Why was this? I propose this silence can only be deliberate. The world view of early Christians was rooted in the firm belief in the transcendent power of the gospel of Christ and the empowering presence of the Holy Spirit. They were on a singular, focused, and triumphant mission. They were so confident in the message of Christ that no system, no government, no opposition could stop the life-transforming truth.
What the Bible Commands
So, what do we need to know today, from a clear biblical perspective, about the encouragement to pray for our sitting president? Three commands concerning our government are clear. None of these has any reference to one’s preferred political party, a specific form of government, or our personal sentiments toward a particular politician. These commands transcend time and circumstance and are to be embraced by Christians everywhere.
How Christians Should Respond
1. We should pay our taxes even when we disagree.
An account in Mark’s gospel tells of the religious leaders trying to trap Jesus with a question about the legitimacy of paying taxes to Rome. Knowing their hypocrisy, Jesus took a coin, inquired about the image on the coin, and responded, “Render to Caesar the things that are Caesar’s, and to God the things that are God’s” (Mark 12:17).
Certainly, Jesus did not agree with the policies and personalities of the Roman leaders. To a first-century Jewish mind, Caesar was an illegitimate ruler. Worse, the coins bore on one side the blasphemous inscription, “Tiberias Caesar, son of the divine Augustus,” and on the other, “pontifex maximus,” which a Jew would have understood as “High Priest.” Jews would reject the notion of paying tribute to this pagan emperor. Jesus’ answer challenged this assumption. Since even secular authority comes from God, paying taxes to him was more than lawful; it was obligatory.
2. We must pray for our president for the sake of the gospel.

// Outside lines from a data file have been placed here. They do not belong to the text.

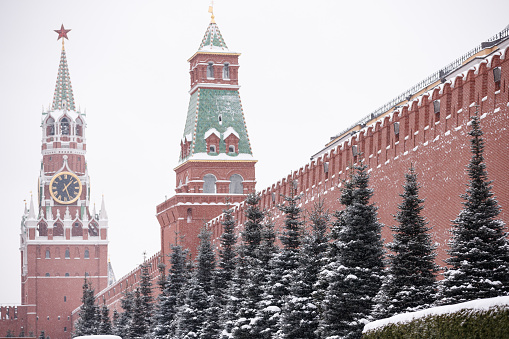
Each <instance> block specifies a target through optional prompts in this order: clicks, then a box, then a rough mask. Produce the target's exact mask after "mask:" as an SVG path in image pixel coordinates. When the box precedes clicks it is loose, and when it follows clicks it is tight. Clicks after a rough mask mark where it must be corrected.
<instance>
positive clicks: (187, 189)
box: [157, 14, 256, 258]
mask: <svg viewBox="0 0 509 339" xmlns="http://www.w3.org/2000/svg"><path fill="white" fill-rule="evenodd" d="M239 56H240V53H237V52H234V51H231V50H230V49H229V48H228V47H227V45H226V42H225V40H224V39H223V36H222V34H221V32H220V31H219V27H218V26H217V24H216V22H215V20H214V15H213V14H212V20H211V22H210V24H209V26H208V27H207V30H206V31H205V35H204V36H203V39H202V41H201V44H200V47H199V48H198V50H197V51H196V52H195V53H194V54H193V55H192V56H191V58H189V60H188V62H189V75H190V82H191V84H190V90H189V94H190V100H189V108H188V110H187V118H186V124H185V128H184V133H183V135H182V139H181V141H180V157H179V160H178V165H177V166H176V168H175V173H176V182H175V186H176V189H175V192H176V194H175V195H174V196H173V197H171V198H170V199H168V200H166V201H165V202H163V203H161V204H160V205H158V206H157V219H158V221H159V224H160V225H161V252H162V253H161V254H162V257H163V258H167V256H166V254H169V253H170V245H173V244H176V243H179V244H181V245H182V246H183V247H184V248H189V249H190V250H191V253H192V254H193V255H194V254H196V248H197V245H198V233H199V231H200V229H201V228H202V227H203V225H204V223H206V222H208V221H209V220H211V219H212V218H215V217H217V216H218V215H220V214H221V213H222V211H223V210H224V209H226V208H228V207H233V205H236V204H240V203H242V202H243V201H244V200H245V197H246V194H248V193H251V192H254V191H255V184H256V179H255V164H256V160H255V159H254V157H253V152H252V149H251V143H250V141H249V135H248V132H247V127H246V121H245V119H244V111H243V108H242V102H241V100H240V94H239V89H240V86H239ZM217 236H219V234H213V237H217Z"/></svg>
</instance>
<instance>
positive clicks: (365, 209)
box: [318, 165, 384, 338]
mask: <svg viewBox="0 0 509 339" xmlns="http://www.w3.org/2000/svg"><path fill="white" fill-rule="evenodd" d="M366 167H367V166H365V165H361V166H355V170H356V172H355V174H354V175H353V177H352V179H351V180H352V182H351V183H350V184H348V185H345V187H344V189H343V191H342V195H341V203H342V204H343V205H345V209H344V210H343V213H338V214H337V216H338V217H339V220H338V222H339V224H340V227H339V234H338V235H337V236H338V240H337V241H336V244H335V246H336V248H337V251H338V257H337V259H338V260H337V263H336V264H335V265H334V266H333V268H334V270H333V271H332V272H330V273H331V274H330V275H329V281H328V287H327V291H326V294H325V299H324V301H323V302H322V315H321V319H320V325H319V330H318V333H319V334H320V335H321V336H322V337H328V336H330V337H332V336H338V337H342V338H360V337H361V334H362V329H363V327H364V324H365V323H367V322H368V321H369V320H370V314H371V312H372V308H373V304H374V300H373V299H374V297H375V296H376V295H377V293H378V291H379V289H380V286H381V283H382V273H383V253H384V252H383V245H382V239H381V227H382V225H381V224H380V223H379V222H378V221H377V213H376V207H375V206H374V205H373V204H370V203H369V199H370V198H371V197H372V195H373V190H372V189H370V188H368V183H369V175H368V174H367V172H366Z"/></svg>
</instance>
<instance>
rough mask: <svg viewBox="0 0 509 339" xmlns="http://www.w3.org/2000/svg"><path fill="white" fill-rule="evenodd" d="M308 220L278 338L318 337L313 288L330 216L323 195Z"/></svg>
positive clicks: (322, 256) (285, 307) (323, 260)
mask: <svg viewBox="0 0 509 339" xmlns="http://www.w3.org/2000/svg"><path fill="white" fill-rule="evenodd" d="M310 220H311V232H310V233H309V234H307V235H306V236H305V237H304V241H303V244H302V248H301V251H300V253H299V266H298V268H297V270H296V279H295V281H294V282H293V283H292V284H291V286H290V294H289V296H288V297H287V298H286V299H285V304H284V306H283V310H282V315H281V319H280V328H281V331H280V332H281V334H280V336H279V337H280V338H288V339H290V338H292V339H293V338H295V339H312V338H318V336H317V334H316V330H317V328H318V319H319V317H318V307H317V304H316V302H315V299H314V292H315V286H316V282H317V280H318V274H319V272H320V271H321V268H322V266H323V265H324V263H325V261H324V256H325V253H326V250H327V236H326V232H327V230H328V226H329V225H328V224H329V220H330V217H329V213H328V211H325V209H324V202H323V200H322V199H319V201H318V203H315V204H314V208H313V211H312V213H311V214H310Z"/></svg>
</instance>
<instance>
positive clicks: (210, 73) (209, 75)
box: [207, 61, 214, 79]
mask: <svg viewBox="0 0 509 339" xmlns="http://www.w3.org/2000/svg"><path fill="white" fill-rule="evenodd" d="M207 78H211V79H214V63H213V62H212V61H210V62H209V63H208V65H207Z"/></svg>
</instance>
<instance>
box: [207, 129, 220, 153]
mask: <svg viewBox="0 0 509 339" xmlns="http://www.w3.org/2000/svg"><path fill="white" fill-rule="evenodd" d="M204 139H205V142H206V145H207V154H210V155H216V154H218V153H219V141H220V140H221V134H219V132H218V131H217V130H216V129H215V128H211V129H209V130H208V131H207V132H205V135H204Z"/></svg>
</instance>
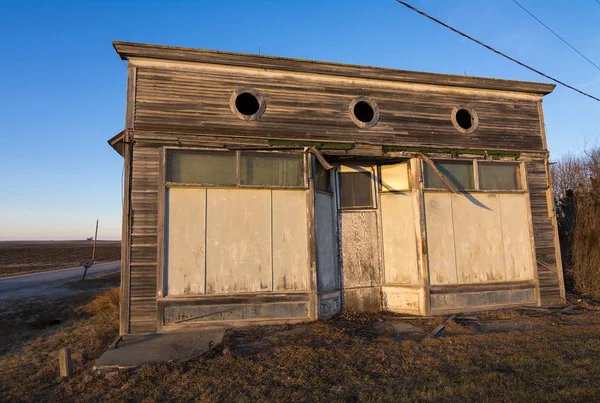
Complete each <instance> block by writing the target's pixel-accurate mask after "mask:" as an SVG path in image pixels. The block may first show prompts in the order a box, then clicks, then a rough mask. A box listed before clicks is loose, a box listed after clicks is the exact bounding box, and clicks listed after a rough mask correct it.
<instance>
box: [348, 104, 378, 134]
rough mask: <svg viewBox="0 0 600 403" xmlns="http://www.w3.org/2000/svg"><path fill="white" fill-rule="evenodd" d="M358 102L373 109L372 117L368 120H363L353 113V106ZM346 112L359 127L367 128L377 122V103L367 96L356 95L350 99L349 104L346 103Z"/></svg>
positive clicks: (363, 128)
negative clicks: (346, 106)
mask: <svg viewBox="0 0 600 403" xmlns="http://www.w3.org/2000/svg"><path fill="white" fill-rule="evenodd" d="M359 102H364V103H366V104H367V105H369V106H370V107H371V109H372V110H373V118H372V119H371V120H370V121H368V122H363V121H362V120H359V119H358V118H357V117H356V114H355V113H354V107H355V106H356V104H358V103H359ZM348 113H349V114H350V119H351V120H352V121H353V122H354V124H355V125H356V126H358V127H360V128H361V129H368V128H370V127H373V126H375V125H376V124H377V122H379V105H377V102H375V101H373V100H372V99H371V98H369V97H357V98H354V99H353V100H352V101H350V105H348Z"/></svg>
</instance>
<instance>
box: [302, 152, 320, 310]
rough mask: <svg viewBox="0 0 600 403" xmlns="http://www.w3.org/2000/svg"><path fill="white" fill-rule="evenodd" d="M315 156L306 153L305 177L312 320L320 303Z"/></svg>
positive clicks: (304, 164)
mask: <svg viewBox="0 0 600 403" xmlns="http://www.w3.org/2000/svg"><path fill="white" fill-rule="evenodd" d="M313 164H314V161H313V156H312V154H310V153H308V152H306V153H304V175H305V179H306V180H307V181H308V192H306V193H307V194H306V198H307V199H306V207H307V208H306V225H307V233H308V267H309V282H310V284H309V290H310V297H309V304H308V316H309V318H310V319H312V320H316V319H318V317H319V301H318V299H319V298H318V291H319V285H318V278H319V276H318V273H317V270H319V268H318V267H317V264H318V263H317V262H318V260H317V229H316V225H315V186H316V184H315V179H314V175H313V169H312V167H313Z"/></svg>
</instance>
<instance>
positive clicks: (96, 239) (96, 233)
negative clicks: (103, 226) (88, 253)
mask: <svg viewBox="0 0 600 403" xmlns="http://www.w3.org/2000/svg"><path fill="white" fill-rule="evenodd" d="M98 221H100V220H96V232H94V248H93V249H92V264H94V258H95V257H96V240H97V239H98Z"/></svg>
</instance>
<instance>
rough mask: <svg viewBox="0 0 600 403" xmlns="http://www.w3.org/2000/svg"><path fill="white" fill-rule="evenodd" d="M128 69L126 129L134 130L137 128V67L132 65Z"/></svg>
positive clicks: (125, 115)
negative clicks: (135, 128)
mask: <svg viewBox="0 0 600 403" xmlns="http://www.w3.org/2000/svg"><path fill="white" fill-rule="evenodd" d="M127 71H128V75H127V105H126V107H125V108H126V111H125V129H126V130H133V129H134V128H135V101H136V83H137V67H135V66H131V65H130V66H129V67H128V68H127Z"/></svg>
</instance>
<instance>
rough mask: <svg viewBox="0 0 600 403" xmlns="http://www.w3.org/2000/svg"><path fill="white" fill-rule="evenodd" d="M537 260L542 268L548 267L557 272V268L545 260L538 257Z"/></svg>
mask: <svg viewBox="0 0 600 403" xmlns="http://www.w3.org/2000/svg"><path fill="white" fill-rule="evenodd" d="M537 261H538V264H539V265H540V266H542V267H543V268H545V269H548V270H550V271H551V272H553V273H556V274H558V270H556V268H555V267H554V266H552V265H550V264H548V263H546V262H544V261H543V260H540V259H538V260H537Z"/></svg>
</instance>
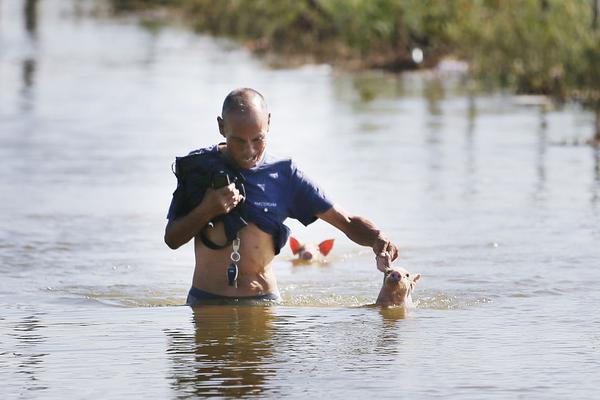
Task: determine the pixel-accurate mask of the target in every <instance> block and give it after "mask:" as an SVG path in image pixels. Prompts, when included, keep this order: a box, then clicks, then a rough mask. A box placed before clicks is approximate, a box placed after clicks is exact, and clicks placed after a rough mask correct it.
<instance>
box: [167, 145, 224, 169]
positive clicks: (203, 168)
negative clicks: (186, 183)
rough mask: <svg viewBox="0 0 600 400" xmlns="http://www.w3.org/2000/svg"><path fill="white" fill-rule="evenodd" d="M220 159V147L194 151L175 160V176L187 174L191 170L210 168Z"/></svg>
mask: <svg viewBox="0 0 600 400" xmlns="http://www.w3.org/2000/svg"><path fill="white" fill-rule="evenodd" d="M219 159H220V157H219V147H218V145H214V146H210V147H202V148H199V149H196V150H192V151H190V152H189V153H188V154H187V155H185V156H181V157H176V158H175V174H176V175H178V174H180V173H184V174H186V173H188V172H189V171H190V170H197V169H200V170H203V169H206V168H210V165H213V164H214V163H215V162H217V160H219Z"/></svg>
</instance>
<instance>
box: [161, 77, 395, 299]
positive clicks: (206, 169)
mask: <svg viewBox="0 0 600 400" xmlns="http://www.w3.org/2000/svg"><path fill="white" fill-rule="evenodd" d="M270 120H271V114H270V113H269V112H268V110H267V106H266V103H265V100H264V98H263V96H262V95H261V94H260V93H258V92H257V91H255V90H253V89H247V88H246V89H237V90H234V91H232V92H231V93H229V94H228V95H227V97H226V99H225V101H224V103H223V110H222V115H221V117H217V122H218V124H219V131H220V132H221V135H222V136H223V137H224V138H225V140H226V142H225V143H219V144H218V145H215V146H212V147H208V148H203V149H199V150H196V151H193V152H191V153H190V154H189V155H188V156H186V157H180V158H177V160H176V163H175V174H176V176H177V189H176V190H175V192H174V193H173V199H172V201H171V206H170V208H169V214H168V216H167V218H168V220H169V222H168V223H167V227H166V230H165V243H167V245H168V246H169V247H170V248H172V249H177V248H178V247H180V246H181V245H183V244H185V243H187V242H188V241H189V240H190V239H192V238H194V252H195V255H196V268H195V270H194V278H193V282H192V288H191V289H190V292H189V295H188V299H187V304H188V305H191V306H193V305H199V304H203V303H215V302H217V303H221V302H225V303H226V302H239V301H241V300H244V301H245V300H271V301H278V300H279V299H280V296H279V290H278V289H277V281H276V280H275V275H274V273H273V269H272V266H271V262H272V261H273V258H274V257H275V255H276V254H279V251H280V250H281V248H282V247H283V246H284V245H285V243H286V241H287V239H288V236H289V229H288V228H287V227H286V226H285V225H284V224H283V221H284V220H285V219H286V218H287V217H290V218H295V219H297V220H299V221H300V222H302V223H303V224H304V225H308V224H311V223H312V222H314V221H315V220H316V219H317V218H321V219H322V220H324V221H326V222H328V223H330V224H331V225H333V226H334V227H336V228H338V229H339V230H341V231H342V232H344V233H345V234H346V236H348V238H350V239H351V240H352V241H354V242H356V243H358V244H360V245H363V246H369V247H372V248H373V251H374V252H375V254H376V256H377V261H378V262H377V266H378V268H379V269H380V270H382V271H383V270H385V269H387V268H388V266H389V263H390V261H391V260H394V259H395V258H396V257H397V256H398V249H397V248H396V246H395V245H394V244H393V243H391V242H390V241H389V240H388V239H387V238H386V237H385V235H383V233H381V231H379V230H378V229H377V228H376V227H375V226H374V225H373V224H372V223H371V222H370V221H368V220H366V219H364V218H361V217H358V216H352V215H348V214H347V213H346V212H344V211H343V210H342V209H341V208H340V207H339V206H337V205H335V204H333V202H332V201H331V200H330V199H329V198H328V197H327V196H326V195H325V194H324V193H323V191H322V190H321V189H320V188H319V187H318V186H317V185H316V184H315V183H313V182H312V181H311V180H310V179H309V178H308V177H306V176H305V175H304V174H303V173H302V172H301V171H300V170H299V169H298V168H297V167H296V165H295V164H294V163H293V162H292V161H291V160H290V159H278V158H275V157H273V156H271V155H270V154H268V153H266V151H265V150H266V144H267V134H268V132H269V125H270Z"/></svg>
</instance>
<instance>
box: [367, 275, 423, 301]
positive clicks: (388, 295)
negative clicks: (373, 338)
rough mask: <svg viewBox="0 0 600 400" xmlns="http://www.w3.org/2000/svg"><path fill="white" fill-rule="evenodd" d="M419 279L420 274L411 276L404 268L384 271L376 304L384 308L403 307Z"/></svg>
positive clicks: (419, 277)
mask: <svg viewBox="0 0 600 400" xmlns="http://www.w3.org/2000/svg"><path fill="white" fill-rule="evenodd" d="M420 278H421V275H420V274H411V273H410V272H408V271H407V270H405V269H404V268H399V267H394V268H390V269H388V270H387V271H385V275H384V277H383V286H382V287H381V290H380V291H379V296H378V297H377V302H376V304H377V305H380V306H384V307H389V306H405V305H406V301H407V299H408V298H409V296H410V295H411V293H412V291H413V289H414V288H415V286H416V284H417V281H418V280H419V279H420Z"/></svg>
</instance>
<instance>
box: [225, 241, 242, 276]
mask: <svg viewBox="0 0 600 400" xmlns="http://www.w3.org/2000/svg"><path fill="white" fill-rule="evenodd" d="M231 247H232V249H233V251H232V252H231V261H232V262H231V264H229V267H227V282H228V283H229V286H234V287H236V288H237V278H238V274H239V268H238V266H237V263H238V262H239V261H240V258H241V256H240V252H239V250H240V237H239V236H236V238H235V239H234V240H233V242H232V243H231Z"/></svg>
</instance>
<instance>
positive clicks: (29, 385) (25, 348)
mask: <svg viewBox="0 0 600 400" xmlns="http://www.w3.org/2000/svg"><path fill="white" fill-rule="evenodd" d="M42 317H43V314H41V313H33V314H27V315H24V316H23V317H22V318H21V319H20V320H18V321H16V322H14V324H12V326H6V328H7V329H6V332H5V333H6V336H5V337H4V340H2V342H3V343H2V344H3V346H2V347H3V349H2V352H1V353H0V367H2V366H4V368H6V367H8V368H10V370H11V371H12V374H13V376H12V380H13V382H12V384H11V386H18V387H19V389H20V391H22V392H35V391H38V390H44V389H46V388H47V387H46V386H45V385H44V384H43V383H41V382H40V376H41V375H42V374H43V373H44V359H45V358H46V357H47V356H48V354H46V353H43V352H40V351H39V350H38V347H39V345H41V344H43V343H44V342H45V337H44V336H43V335H42V330H43V329H44V328H45V326H44V324H43V322H42ZM0 322H1V321H0ZM0 327H1V325H0ZM1 373H2V368H0V376H2V375H1ZM5 383H8V381H7V380H5Z"/></svg>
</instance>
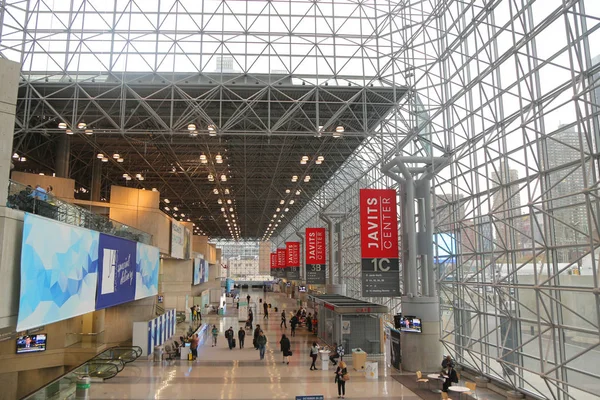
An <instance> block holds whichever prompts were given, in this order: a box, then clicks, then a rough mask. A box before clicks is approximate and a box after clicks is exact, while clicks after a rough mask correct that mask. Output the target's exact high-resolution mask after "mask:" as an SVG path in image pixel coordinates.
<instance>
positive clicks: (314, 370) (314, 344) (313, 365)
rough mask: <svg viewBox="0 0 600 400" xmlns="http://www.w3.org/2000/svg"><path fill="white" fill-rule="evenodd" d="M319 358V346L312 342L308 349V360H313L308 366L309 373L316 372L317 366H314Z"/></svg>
mask: <svg viewBox="0 0 600 400" xmlns="http://www.w3.org/2000/svg"><path fill="white" fill-rule="evenodd" d="M318 356H319V345H318V344H317V342H313V345H312V347H311V348H310V358H312V359H313V362H312V364H310V370H311V371H313V370H314V371H316V370H317V365H316V364H315V363H316V362H317V357H318Z"/></svg>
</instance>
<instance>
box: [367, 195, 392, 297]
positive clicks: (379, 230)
mask: <svg viewBox="0 0 600 400" xmlns="http://www.w3.org/2000/svg"><path fill="white" fill-rule="evenodd" d="M360 243H361V258H362V263H361V264H362V265H361V266H362V295H363V296H365V297H370V296H373V297H393V296H400V265H399V264H400V261H399V258H398V217H397V207H396V191H395V190H393V189H361V190H360Z"/></svg>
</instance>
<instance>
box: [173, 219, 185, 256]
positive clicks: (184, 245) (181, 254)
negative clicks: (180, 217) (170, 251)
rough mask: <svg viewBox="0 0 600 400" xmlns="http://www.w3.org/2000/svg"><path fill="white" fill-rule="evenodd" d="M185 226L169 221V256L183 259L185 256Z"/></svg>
mask: <svg viewBox="0 0 600 400" xmlns="http://www.w3.org/2000/svg"><path fill="white" fill-rule="evenodd" d="M184 247H185V227H184V226H183V225H181V224H180V223H179V222H177V221H171V257H173V258H179V259H183V258H184V256H185V254H184V253H185V249H184Z"/></svg>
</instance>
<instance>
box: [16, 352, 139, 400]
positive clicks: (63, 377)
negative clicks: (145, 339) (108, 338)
mask: <svg viewBox="0 0 600 400" xmlns="http://www.w3.org/2000/svg"><path fill="white" fill-rule="evenodd" d="M141 354H142V349H141V348H140V347H138V346H117V347H111V348H110V349H107V350H105V351H103V352H102V353H100V354H98V355H96V356H95V357H94V358H92V359H91V360H88V361H87V362H85V363H84V364H82V365H80V366H78V367H77V368H75V369H73V370H71V371H70V372H68V373H67V374H65V375H63V376H61V377H60V378H58V379H56V380H54V381H52V382H50V383H49V384H47V385H46V386H44V387H42V388H40V389H39V390H37V391H36V392H34V393H32V394H30V395H28V396H25V397H24V399H26V400H59V399H61V400H62V399H74V398H75V389H76V383H77V379H78V378H80V377H83V376H89V377H90V378H91V379H92V381H93V382H94V381H95V382H103V381H105V380H108V379H111V378H114V377H115V376H117V375H118V374H119V372H121V371H123V369H125V366H126V365H127V364H128V363H130V362H133V361H135V360H137V359H138V358H139V357H140V355H141Z"/></svg>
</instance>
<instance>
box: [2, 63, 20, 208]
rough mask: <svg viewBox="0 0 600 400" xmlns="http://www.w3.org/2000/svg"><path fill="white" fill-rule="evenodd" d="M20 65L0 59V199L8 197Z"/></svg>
mask: <svg viewBox="0 0 600 400" xmlns="http://www.w3.org/2000/svg"><path fill="white" fill-rule="evenodd" d="M20 71H21V66H20V65H19V64H18V63H16V62H12V61H7V60H5V59H0V82H2V84H0V201H1V202H2V204H4V203H5V202H6V198H7V197H8V179H9V177H10V169H11V161H12V158H11V156H12V144H13V143H12V142H13V136H14V131H15V111H16V106H17V91H18V88H19V73H20Z"/></svg>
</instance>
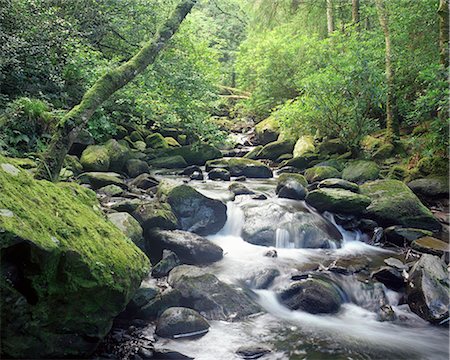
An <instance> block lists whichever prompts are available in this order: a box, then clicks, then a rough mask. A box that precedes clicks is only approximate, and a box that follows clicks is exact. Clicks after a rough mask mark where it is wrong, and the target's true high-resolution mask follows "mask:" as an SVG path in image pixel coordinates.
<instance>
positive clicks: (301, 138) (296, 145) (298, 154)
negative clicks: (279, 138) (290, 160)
mask: <svg viewBox="0 0 450 360" xmlns="http://www.w3.org/2000/svg"><path fill="white" fill-rule="evenodd" d="M315 150H316V146H315V145H314V138H313V137H312V136H310V135H303V136H300V137H299V138H298V140H297V142H296V143H295V146H294V152H293V155H294V157H298V156H302V155H303V154H306V153H313V152H314V151H315Z"/></svg>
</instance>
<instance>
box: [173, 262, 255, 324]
mask: <svg viewBox="0 0 450 360" xmlns="http://www.w3.org/2000/svg"><path fill="white" fill-rule="evenodd" d="M169 284H170V285H171V286H172V287H173V288H175V289H176V290H178V291H180V293H181V295H182V297H183V301H184V302H185V303H186V304H190V306H191V307H192V308H193V309H195V310H197V311H198V312H200V313H201V314H202V315H203V316H204V317H206V318H207V319H211V320H234V319H236V320H237V319H242V318H244V317H246V316H249V315H251V314H255V313H258V312H259V311H260V307H259V306H258V305H257V304H256V303H255V302H254V301H253V300H252V299H251V298H250V297H249V296H248V295H247V294H246V293H245V292H243V291H242V290H238V289H235V288H233V287H231V286H230V285H228V284H225V283H224V282H222V281H220V280H219V279H218V278H217V277H216V276H214V275H213V274H209V273H206V272H205V271H204V270H202V269H200V268H197V267H195V266H190V265H181V266H177V267H176V268H175V269H173V270H172V271H171V272H170V274H169Z"/></svg>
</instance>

In 1 Timothy 2:1–4, the Holy Spirit through Paul commanded, “First of all, then, I urge that supplications, prayers, intercessions, and thanksgivings be made for all people, for kings and all who are in high positions.” Clearly, we are to pray for all political leaders, regardless of our personal opinion of their character or policies. But why?
“That we may lead a peaceful and quiet life, godly and dignified in every way. This is good, and it is pleasing in the sight of God our Savior, who desires all people to be saved and to come to the knowledge of the truth.” Notice that our prayers ultimately affect our own attitudes and behaviors. The behaviors we demonstrate as a result of our prayers herald the gospel so that people will come to the knowledge of the truth. We need to pray, certainly in hopes that our prayers will positively affect our political leaders, but ultimately that our prayers will continually transform us as agents of the good news in a fallen world.
3. We must honor the primary political leader as a matter of testimony .
Peter wrote to Christians who were being persecuted and dislocated by hostile persecution. His focus as he wrote was on the paramount realities of grace, hope, and the promises of eternity. In 1 Peter 2:17, Peter gave four imperative commands: “Honor everyone. Love the brotherhood. Fear God. Honor the emperor.” Not much commentary is necessary. Peter is clear, “Honor the political leaders.” This is good advice for Christians who lack discriminating filters on social media or in their public political punditry.
Should we pray for our President? Yes…PRAY!
So, let us pray. Let us pray for all political leaders. Let us pray regardless of partisan preferences or personal opinions. Perhaps God will change our leaders. Surely, He will change us.